The Author flicked Aline's forehead. "No, dummy, it's not someone else, it's you. Nobody has their own consciousness. We're all part of something bigger here. This is the kind of existential shit that Real people have to deal with, too. If you can't handle a little bit of existential terror, well, you're just like everybody else. Most people just don't come right up to it like you are right now."

"Huh," she said. "Well. Okay. Can I ask what the whole point of this scene was?"

The Author shrugged. "Well, if one character is breaking upward into a higher level of abstraction, and another is summoning a God from the Machine, and I really want to talk about some philosophy in this stupid fanfiction story to make it seem less dumb, what else can I do? You met God. What more do you want?"

"And God has a bad dye job and fuzzy socks."

"Basically."

"So what's going to happen now? Back down in the Hub?"

The Author sucked in air through her teeth. "Well, let's see. I'll repair the Fourth Wall, send you on your way, and things will wrap up. The story's almost over, after all. You'll get to grow up, do what you want with your life."
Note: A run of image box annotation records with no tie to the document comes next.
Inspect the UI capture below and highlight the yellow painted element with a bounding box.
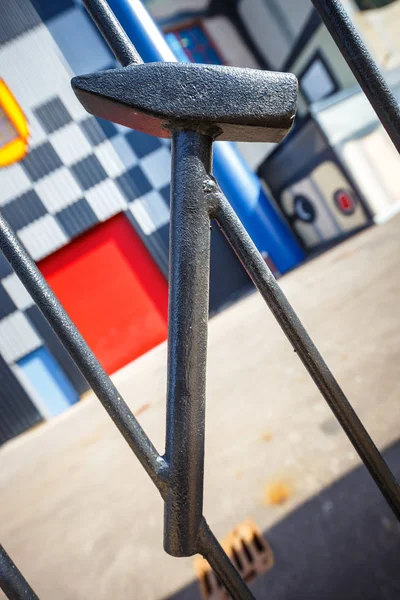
[0,79,29,167]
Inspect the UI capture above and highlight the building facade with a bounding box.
[0,0,400,443]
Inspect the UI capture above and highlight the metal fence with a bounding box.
[0,0,400,600]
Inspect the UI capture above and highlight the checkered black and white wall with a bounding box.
[0,0,248,442]
[0,0,174,436]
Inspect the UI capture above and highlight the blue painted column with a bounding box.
[109,0,304,273]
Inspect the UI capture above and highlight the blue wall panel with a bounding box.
[18,347,79,417]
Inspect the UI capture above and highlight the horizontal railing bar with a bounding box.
[82,0,143,67]
[211,191,400,520]
[0,544,39,600]
[311,0,400,152]
[0,215,168,497]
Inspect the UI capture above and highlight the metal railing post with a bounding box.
[164,131,212,556]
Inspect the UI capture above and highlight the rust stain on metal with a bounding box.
[194,518,274,600]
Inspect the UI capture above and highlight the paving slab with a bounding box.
[0,217,400,600]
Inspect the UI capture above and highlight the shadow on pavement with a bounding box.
[170,442,400,600]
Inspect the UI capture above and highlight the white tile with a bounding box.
[140,148,171,189]
[25,108,47,152]
[93,140,125,177]
[33,167,83,213]
[18,215,68,260]
[129,190,169,235]
[1,273,34,310]
[0,164,32,206]
[110,134,138,169]
[49,123,92,166]
[0,311,42,363]
[0,24,74,111]
[85,179,127,221]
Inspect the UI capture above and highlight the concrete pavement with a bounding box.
[0,217,400,600]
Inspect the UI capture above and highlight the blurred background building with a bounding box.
[0,0,400,443]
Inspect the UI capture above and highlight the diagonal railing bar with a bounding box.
[0,214,167,494]
[211,180,400,521]
[0,0,400,600]
[311,0,400,152]
[0,544,39,600]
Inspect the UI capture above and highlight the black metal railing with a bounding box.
[0,0,400,600]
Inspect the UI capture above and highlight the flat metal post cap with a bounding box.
[72,62,298,142]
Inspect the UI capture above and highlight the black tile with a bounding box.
[71,154,108,190]
[115,166,153,202]
[0,0,40,45]
[96,118,118,138]
[0,356,42,445]
[1,190,47,231]
[33,96,72,133]
[21,142,63,181]
[0,254,14,279]
[79,117,107,146]
[126,131,162,158]
[31,0,76,21]
[54,198,99,238]
[0,284,17,319]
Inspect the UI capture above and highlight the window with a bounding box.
[299,52,339,104]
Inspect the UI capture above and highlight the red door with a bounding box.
[38,215,168,373]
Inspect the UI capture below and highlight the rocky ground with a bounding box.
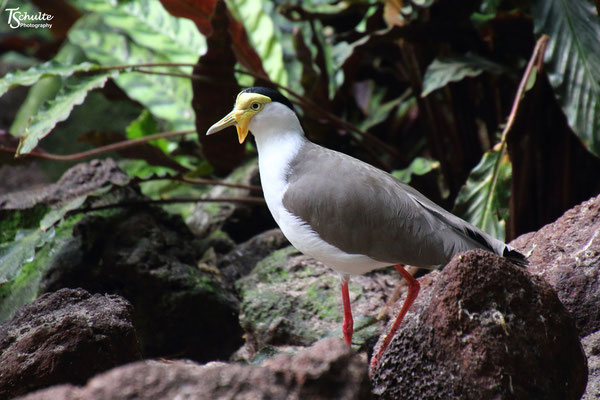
[0,161,600,400]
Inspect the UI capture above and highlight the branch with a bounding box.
[0,130,196,161]
[500,35,550,146]
[134,174,262,192]
[69,197,265,214]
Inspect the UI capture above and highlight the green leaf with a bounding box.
[70,0,206,63]
[0,216,81,321]
[0,228,54,285]
[421,54,504,97]
[392,157,440,183]
[229,0,288,86]
[454,149,512,240]
[532,0,600,156]
[0,205,48,244]
[10,42,86,136]
[0,61,98,96]
[69,15,194,130]
[17,71,118,155]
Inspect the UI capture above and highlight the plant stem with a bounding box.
[86,63,400,157]
[135,174,262,192]
[69,197,265,214]
[500,35,550,146]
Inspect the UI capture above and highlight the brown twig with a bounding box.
[135,174,262,192]
[69,197,265,214]
[0,129,196,161]
[482,35,549,231]
[500,35,550,146]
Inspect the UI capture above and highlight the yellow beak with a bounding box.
[206,110,252,144]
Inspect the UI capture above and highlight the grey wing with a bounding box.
[283,145,505,267]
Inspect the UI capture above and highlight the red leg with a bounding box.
[342,277,354,346]
[371,264,421,370]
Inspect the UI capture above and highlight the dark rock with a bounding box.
[236,247,401,357]
[0,158,131,210]
[0,289,140,398]
[41,206,243,362]
[372,250,587,400]
[511,196,600,337]
[219,228,289,284]
[581,331,600,400]
[186,159,276,243]
[21,339,371,400]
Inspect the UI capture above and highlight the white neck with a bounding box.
[249,103,306,222]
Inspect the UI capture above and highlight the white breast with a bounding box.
[253,112,387,274]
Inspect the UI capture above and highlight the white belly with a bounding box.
[257,131,389,274]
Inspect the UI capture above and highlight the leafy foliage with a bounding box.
[533,0,600,156]
[421,54,504,97]
[0,61,98,96]
[17,70,118,154]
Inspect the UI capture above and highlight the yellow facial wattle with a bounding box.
[206,92,271,144]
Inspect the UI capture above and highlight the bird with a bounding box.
[206,87,527,370]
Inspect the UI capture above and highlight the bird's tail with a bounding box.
[502,245,529,267]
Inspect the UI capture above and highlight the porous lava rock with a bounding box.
[581,331,600,400]
[218,228,289,285]
[0,289,140,399]
[371,250,587,400]
[21,338,371,400]
[511,196,600,337]
[236,247,401,356]
[41,206,243,362]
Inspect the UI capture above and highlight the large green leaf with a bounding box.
[421,54,504,97]
[10,42,87,136]
[71,0,206,63]
[533,0,600,156]
[454,149,512,240]
[17,71,118,154]
[229,0,288,85]
[0,215,81,321]
[0,61,98,96]
[69,14,194,130]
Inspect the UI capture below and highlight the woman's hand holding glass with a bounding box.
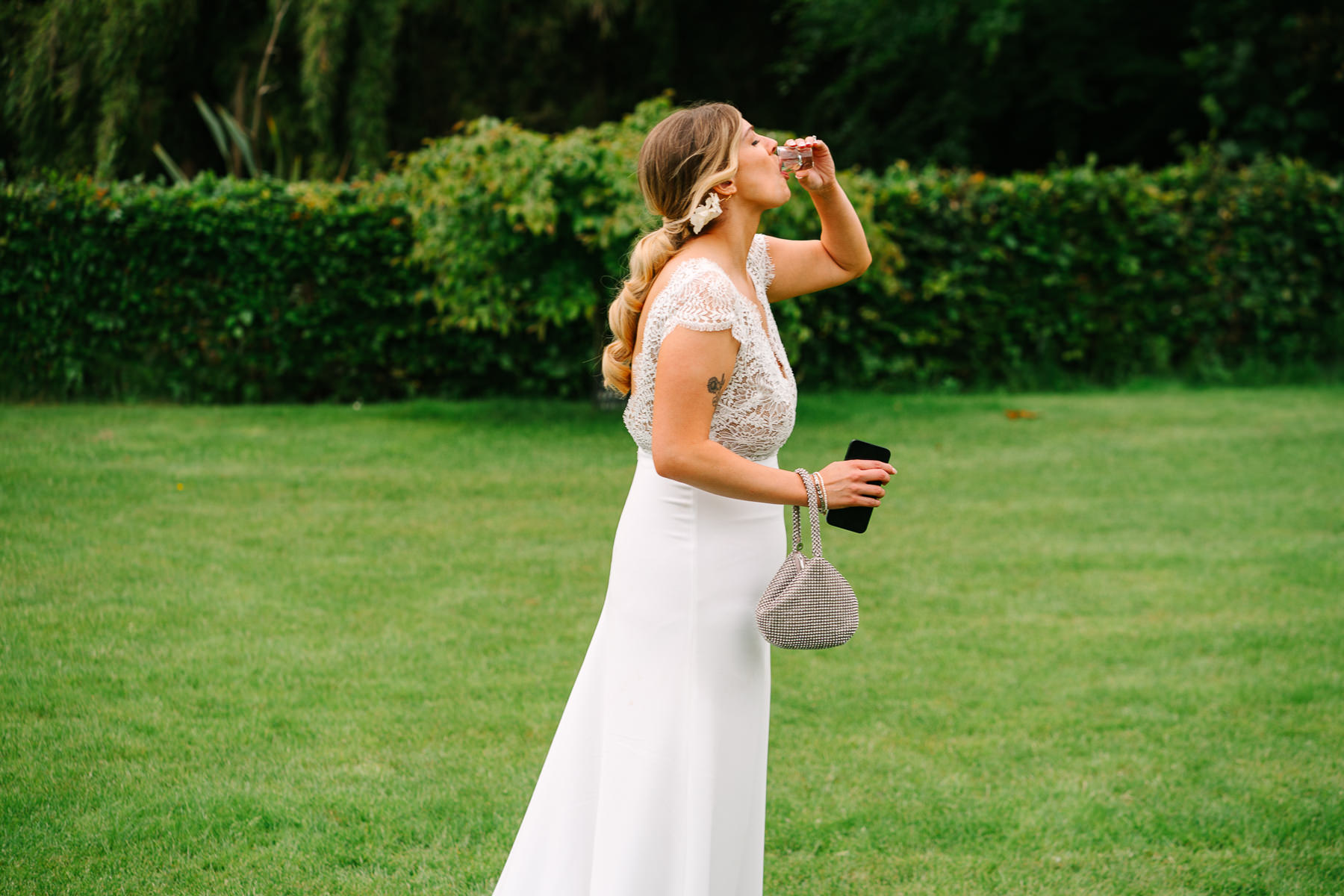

"What do I want with my life, though?"

"On some level, the same thing I want."

Aline's eyebrow scrunched. "What if I want something else?"

"Then that will happen instead."

"Oh. Good."

"Right. So," the Author stood and clapped her hands, "I think it's time for this silly scene to end. Let's stop playing havoc with the Fourth Wall and get back to the real story, whatever's left of it."

"Alright," Aline agreed. She stood too.

"Hey, wait," she said suddenly. "When I get to be as old as you…Am I gonna look like you? I mean, do I get boobs and killer eyebrows, too?"

The Author laughed. "Sweetheart, trust me, I'm all-powerful and you're a vicarious extension of myself. You're turning out way hotter than me."

Aline gave her a thumbs up.

And then, the too-real kitchen, and the Author, were gone.